Friday, September 30, 2016

For the fourth time, the Google Open Source Programs Office have co-sponsored a three-day hackathon for Haskell, an open source functional programming language. Gleb Peregud from Google’s Zurich office talks more about the event below.

On the weekend of July 22nd, 126 Haskell enthusiasts got together for another installment of ZuriHac, a yearly open source Haskell hackathon held in Zurich, Switzerland, and like the last two years it took place at Google Zurich.

Participants could either hack uninterrupted in the main room or listen to a number of presentations in the tech talk room. Each day was kicked off with a keynote — Bas van Dijk talked about the use of functional programming at LumiGuide (slides), Edward Kmett about monad homomorphisms, and Andres Löh about generic-sop, a new approach to generic programming. All three talks drew a full room of interested listeners.

We also prepared two codelabs for Haskell beginners, and rallied 28 dedicated volunteers to serve as mentors (thank you all!) so that there was always someone to ask for help.

Aside from keynotes, there were five other talks: an experience report on parallelizing and distributing scientific computations (slides), an overview of a language to program FPGAs called CλaSH, an interactive tour through low-level pieces of the GHC Haskell compiler, an introduction to web programming using Spock (slides) and a talk on revamping the build system of GHC (slides).

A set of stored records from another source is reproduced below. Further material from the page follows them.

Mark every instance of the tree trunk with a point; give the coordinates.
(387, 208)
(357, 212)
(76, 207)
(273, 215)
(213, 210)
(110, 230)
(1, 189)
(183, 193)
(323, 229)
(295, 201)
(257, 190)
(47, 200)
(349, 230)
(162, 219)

Spontaneous mini-lectures attract smaller crowds.
As is traditional, after a full Saturday of hacking, we went out to barbecue down by the Zurich lake.

We were lucky that weather forecast was mistaken about a looming thunderstorm!
We managed to beat last year's record, and welcomed 126 attendees. We hope to have even more participants next year - our goal is to host 150 hackers in 2017. See you in a year!